Marla Feller is a Professor at UC Berkeley in Molecular and Cell Biology Department where she is the Head of the Neurobiology Division and a member of the Helen Wills Neuroscience Institute. Dr. Feller received an AB in Physics in 1985 and a Ph. D. in Physics in 1992, both from UC Berkeley. Dr. Feller transitioned into the field of Neurobiology across two post-doctoral positions, the first at AT&T Bell Laboratories with David Tank and the second at UC Berkeley with Carla Shatz. Dr. Feller’s first academic position was as an intramural scientist at NIH. She then moved to UC San Diego in 2000 where she received tenure. Dr. Feller moved to UC Berkeley in 2008. Dr. Feller’s research program is focused on the mechanisms that underlie the development of functional neuronal circuits in the retina.
Eugene Cordero is a climate scientist and professor in the Department of Meteorology and Climate Science at San José State University. His science research is focused on understanding the processes responsible for long-term changes in climate through the use of observations and atmospheric models. Eugene is also interested in the design of educational experiences that encourage social change in students to produce environmental benefits. Currently, Eugene is the founder and director of Green Ninja (www.greenninja.org), an enterprise that creates educational experiences that help students design a more sustainable world.
Traci Grzymala is the Program Manager for the Bay Area Scientists In Schools (BASIS), a science outreach program run by the non-profit Community Resources for Science. BASIS connects graduate students and postdocs from UC Berkeley with local classrooms where they serve as role models and teach hands-on science and engineering lessons to elementary students. Traci specifically focuses on recruitment and training of new volunteers, the development of lesson plans, and the implementation of professional development workshops. Traci received her PhD from UC Berkeley in the department of Environmental Science, Policy, & Management and her dissertation focused on beetle phylogenetics. While a graduate student, she was a BASIS volunteer, helped to organize the East Bay Science Cafe, volunteered at CalDay, presented during NightLife at California Academy of Sciences, taught outdoor science as an NSF GK-12 fellow, and served as the project coordinator for a middle school science outreach program. She loves working with students of all ages and engaging them in the process of scientific inquiry!
Michael Mayhew has been working at the interface of computational and biological sciences for more than a decade. In that time, he went to Ohio, worked at the NIH, went to Canada, got way too cold, came back to the US, got some self-aggrandizing sheets of paper (read degrees), and learned a lot about himself and how he wanted to do science. He holds graduate degrees in computational biology and bioinformatics, statistics, and computer science from Duke and McGill universities and is currently a project leader and staff scientist at Lawrence Livermore National Laboratory (the “other” Lawrence laboratory). In his spare time, Michael is a passionate advocate for providing STEM education opportunities to as many communities as will give him the time of day. He currently develops and leads project-based computer programming apprenticeships for middle schoolers in East San Jose with the non-profit, Citizen Schools.
Stephen Whitelam is a staff scientist at the Molecular Foundry at Lawrence Berkeley National Laboratory. His group uses statistical mechanics to study pattern formation and self-assembly at the nanoscale. He received his Ph.D. in theoretical physics from Oxford University in 2004, where he worked with Juan P. Garrahan and David Sherrington. He did postdoctoral work from 2004 to 2007 with Phillip L. Geissler at University of California, Berkeley, and from 2007 to 2008 with Nigel Burroughs at Warwick University.
Lior Pachter was born in Ramat Gan, Israel, and grew up in Pretoria, South Africa where he attended Pretoria Boys High School.

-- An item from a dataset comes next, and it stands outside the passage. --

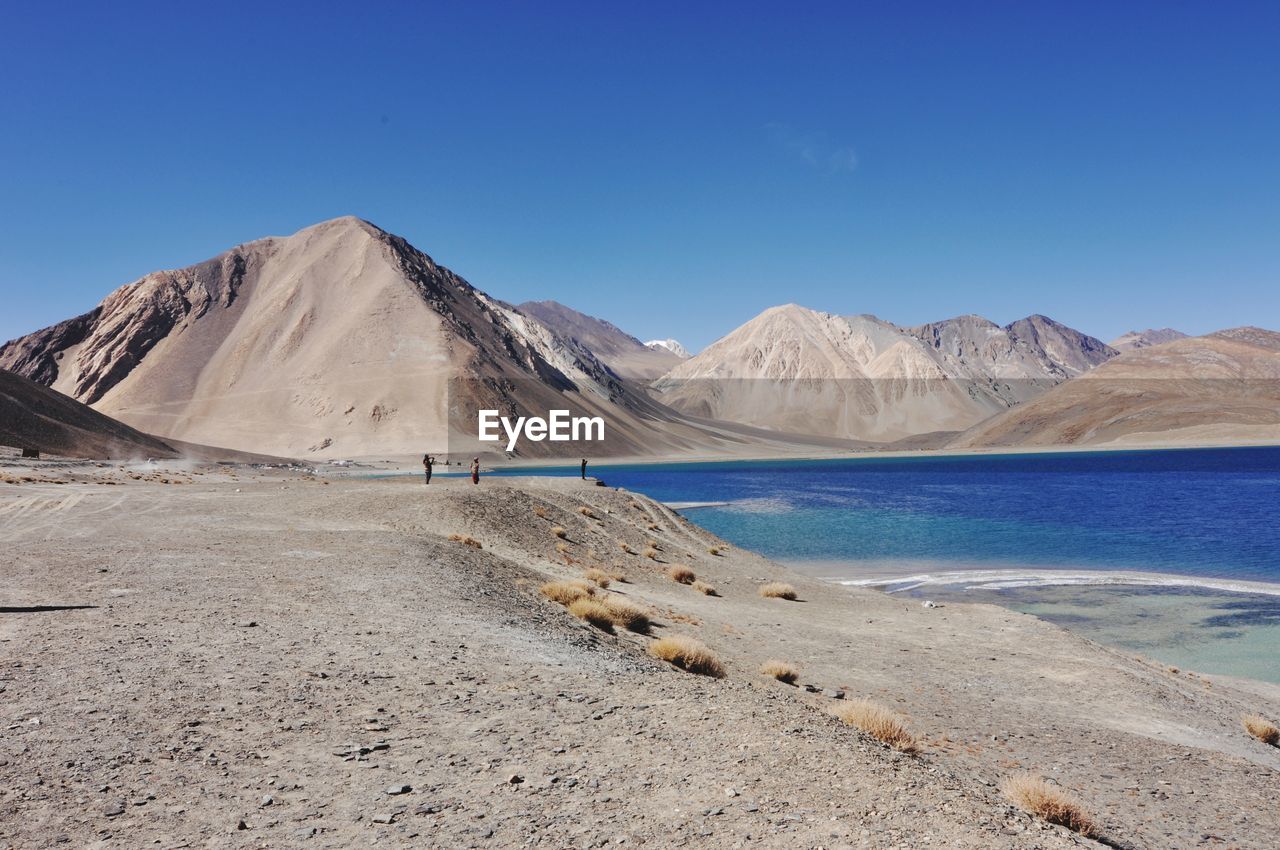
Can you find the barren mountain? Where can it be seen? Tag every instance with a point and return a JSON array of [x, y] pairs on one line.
[[337, 341], [1220, 388], [862, 378], [33, 416], [1025, 357], [670, 344], [616, 348], [1146, 338]]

After receiving a B.S. in Mathematics from Caltech in 1994, he left for MIT where he was awarded a PhD in applied mathematics in 1999. He then moved to the University of California at Berkeley where he was a postdoctoral researcher (1999-2001), assistant professor (2001-2005), associate professor (2005-2009), and until 2017 the Raymond and Beverly Sackler professor of computational biology and professor of mathematics and molecular and cellular biology with a joint appointment in computer science. Since January 2017 he has been the Bren professor of computational biology at Caltech.
His research interests span the mathematical and biological sciences, and he has authored over 100 research articles in the areas of algorithms, combinatorics, comparative genomics, algebraic statistics, molecular biology and evolution. He has taught a wide range of courses in mathematics, computational biology and genomics. He has also been awarded a National Science Foundation CAREER award, a Sloan Research Fellowship, the Miller Professorship, and a Federal Laboratory Consortium award for the successful technology transfer of widely used sequence alignment software developed in his group. He is married to Ingileif B. Hallgrímsdóttir and has three daughters.